Suffering a blow to the head often leads to a mild traumatic brain injury, if not a severe traumatic brain injury. Severe injuries are typically simple to identify, because they cause visible symptoms in their victims that indicate an injury, such as loss of consciousness. Mild Traumatic brain Injuries, or TBIs, may go undiagnosed if the victim does not receive proper medical treatment soon after the injury. This means that a victim may not even realize they have a medical condition until it causes major complications in their personal and professional lives.
Mild TBIs can cause many symptoms, depending on the person. Some head injuries only amount to a big hangover, while others may produce symptoms that make it very difficult to communicate with others, perform simple tasks, or remain calm in the face of frustration.

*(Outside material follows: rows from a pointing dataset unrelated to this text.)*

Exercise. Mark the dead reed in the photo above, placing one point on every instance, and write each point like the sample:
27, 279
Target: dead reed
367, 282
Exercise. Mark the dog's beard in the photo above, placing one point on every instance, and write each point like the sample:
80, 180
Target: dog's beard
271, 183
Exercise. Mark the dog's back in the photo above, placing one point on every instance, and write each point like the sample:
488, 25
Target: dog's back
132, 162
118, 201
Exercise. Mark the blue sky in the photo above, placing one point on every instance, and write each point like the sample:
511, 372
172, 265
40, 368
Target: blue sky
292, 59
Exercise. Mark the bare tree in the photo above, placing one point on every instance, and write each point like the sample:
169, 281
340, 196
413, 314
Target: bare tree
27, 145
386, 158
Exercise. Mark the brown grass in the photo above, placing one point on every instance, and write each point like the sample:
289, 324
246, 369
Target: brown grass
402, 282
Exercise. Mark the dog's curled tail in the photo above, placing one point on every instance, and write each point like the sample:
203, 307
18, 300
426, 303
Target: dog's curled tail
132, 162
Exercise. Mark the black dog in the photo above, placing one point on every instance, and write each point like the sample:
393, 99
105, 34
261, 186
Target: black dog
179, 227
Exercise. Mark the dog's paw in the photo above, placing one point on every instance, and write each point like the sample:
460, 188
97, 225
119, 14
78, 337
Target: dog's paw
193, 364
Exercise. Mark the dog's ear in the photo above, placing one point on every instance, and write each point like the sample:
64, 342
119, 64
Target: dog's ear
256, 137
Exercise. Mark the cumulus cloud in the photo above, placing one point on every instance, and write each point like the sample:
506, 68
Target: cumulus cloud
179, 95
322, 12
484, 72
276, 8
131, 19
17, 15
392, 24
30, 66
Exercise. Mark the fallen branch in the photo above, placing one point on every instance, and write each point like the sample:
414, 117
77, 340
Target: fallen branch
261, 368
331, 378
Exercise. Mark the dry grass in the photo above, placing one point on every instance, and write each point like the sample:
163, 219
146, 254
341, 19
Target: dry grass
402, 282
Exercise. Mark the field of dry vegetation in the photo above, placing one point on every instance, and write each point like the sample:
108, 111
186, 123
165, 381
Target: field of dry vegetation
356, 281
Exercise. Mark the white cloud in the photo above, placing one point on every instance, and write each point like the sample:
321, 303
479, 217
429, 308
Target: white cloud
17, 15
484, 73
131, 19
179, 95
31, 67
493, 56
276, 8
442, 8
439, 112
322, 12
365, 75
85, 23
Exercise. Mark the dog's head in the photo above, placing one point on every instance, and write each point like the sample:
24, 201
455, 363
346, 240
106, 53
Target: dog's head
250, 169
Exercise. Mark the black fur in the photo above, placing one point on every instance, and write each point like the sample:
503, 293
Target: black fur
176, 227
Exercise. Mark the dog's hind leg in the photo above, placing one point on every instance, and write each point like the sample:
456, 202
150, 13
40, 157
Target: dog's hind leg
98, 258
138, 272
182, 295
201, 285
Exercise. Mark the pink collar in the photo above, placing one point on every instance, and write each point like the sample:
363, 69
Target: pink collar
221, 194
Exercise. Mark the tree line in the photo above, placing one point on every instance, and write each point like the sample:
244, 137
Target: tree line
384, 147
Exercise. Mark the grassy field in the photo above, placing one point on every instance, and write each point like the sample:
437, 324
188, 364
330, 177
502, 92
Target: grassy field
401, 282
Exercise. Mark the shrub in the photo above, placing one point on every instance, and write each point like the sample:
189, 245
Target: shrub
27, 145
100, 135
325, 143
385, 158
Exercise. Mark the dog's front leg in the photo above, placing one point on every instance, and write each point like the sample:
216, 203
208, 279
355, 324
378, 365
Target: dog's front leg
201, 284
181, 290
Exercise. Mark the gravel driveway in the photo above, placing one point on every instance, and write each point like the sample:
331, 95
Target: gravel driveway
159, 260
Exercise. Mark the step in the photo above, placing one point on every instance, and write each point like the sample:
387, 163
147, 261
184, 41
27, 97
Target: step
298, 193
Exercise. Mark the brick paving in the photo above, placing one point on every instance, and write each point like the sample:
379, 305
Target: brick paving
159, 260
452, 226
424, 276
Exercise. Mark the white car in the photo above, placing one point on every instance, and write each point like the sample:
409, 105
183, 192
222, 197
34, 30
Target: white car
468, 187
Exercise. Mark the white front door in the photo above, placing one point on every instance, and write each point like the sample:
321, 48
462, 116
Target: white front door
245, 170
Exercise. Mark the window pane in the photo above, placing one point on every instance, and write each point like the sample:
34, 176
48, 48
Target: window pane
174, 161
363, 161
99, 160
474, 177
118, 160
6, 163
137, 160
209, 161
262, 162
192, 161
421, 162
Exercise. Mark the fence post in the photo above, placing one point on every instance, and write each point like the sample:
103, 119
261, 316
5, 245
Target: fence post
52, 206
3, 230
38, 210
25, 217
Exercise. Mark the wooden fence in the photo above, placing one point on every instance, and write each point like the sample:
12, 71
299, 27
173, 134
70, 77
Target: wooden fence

If you or someone you love recently received a blow to the head, make sure that the victim receives a full medical examination from a professional. A full medical examination helps identify a mild TBI and treat it properly, giving the victim and those around them a better understanding of the symptoms they may face.
Difficulty with simple tasks
When a person suffers a mild TBI, they often find that they can no longer perform simple tasks, even those that they performed easily before the injury. This loss of skills is often very frustrating.
This frustration often compounds because the victim is more volatile, as a result of the injury. A mild TBI tends to scramble the connections in the brain, and skills or memories that were once easy to access may be difficult to find.
In addition, mild TBIs often cause victims to be much more irritable than they were previously. This may look like an emotional outburst of immaturity, but it is not. Outbursts and other volatile reactions may frighten or concern those around the victim, and with good reason, but it is important to remember that these are not conscious choices on the part of the victim, but the symptoms of a brain injury.
Just as mild TBI victims find it difficult to concentrate and focus on a task, they also may face great difficulty understanding what they read or the conversations they have with others. This is sometimes hard to understand, because the victim typically does not lose their understanding of vocabulary words, but does typically lose some of their ability to understand contextual meaning.
Just as someone who is learning a new language may misunderstand nuances in text and conversation in that language, mild TBI victims often cannot correctly interpret the intent of something they read or hear, making communication very difficult.
For many spouses, friends and colleagues, this poses a great challenge. More than a few families have fallen apart because of misunderstandings around a victim’s symptoms, and many mild TBI victims lose their jobs before they fully recover from the injury.
Protecting the victim’s rights
Do not hesitate to seek out the medical care that a victim needs if you or someone you love suffers from a mild TBI, or if you simply suspect a mild TBI occurred. Swift medical intervention can shorten the amount of time that the victim has to deal with the symptoms. The documentation from any and all medical care can serve as the basis for a strong personal injury claim to help cover the costs of medical care and other losses, keeping the rights of the victim secure while they do the hard work of recovery.